We might notice how life itself tends to the issues at hand in a most natural way. This natural process may arrive as a perceived disaster, but as things unfold we see that what once was thought of as disastrous is actually the very thing that offers the biggest and most lasting change. How many times have we heard people say that their worst experiences have led them to their most amazing experiences: to the meeting of their true love, to the discovery of their true profession, their true talents? Often our most painful experiences are our most enlightening, leading us into previously unimaginable new life.

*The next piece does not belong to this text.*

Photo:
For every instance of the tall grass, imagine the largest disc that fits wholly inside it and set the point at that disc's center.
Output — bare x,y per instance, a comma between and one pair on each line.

If we remain stuck in our role of enabler then our energy remains stuck too. In serving others to the extent that we become energetically depleted, we allow them to take priority over ourselves, and that is not good business nor a good position to be in. If we are drained we have little to keep us going and even less to give. Our spirits recede, our involvement in life decreases and our motivation dies. If we are to remain vital, active, and fully participatory in life, we must take care of how we use our energy.

Energetically freed to really bloom! - Photo by Jan Ketchel
Energetically freed to really bloom!
– Photo by Jan Ketchel

As we free our energy from perceived duties—duties that we have given ourselves for whatever reason—we are free to live our own lives. If we free our attachment to people, places and things that are no longer useful or important in the life we live now, our energy is returned to us in abundance.

In simplifying our lives by clearing ourselves of both inner and outer encumbrances, we also free others from having to be encumbered by us, by what we think they need or want. And then we are all freed to take our journeys to fulfillment!

There is always some energy-freeing to be done!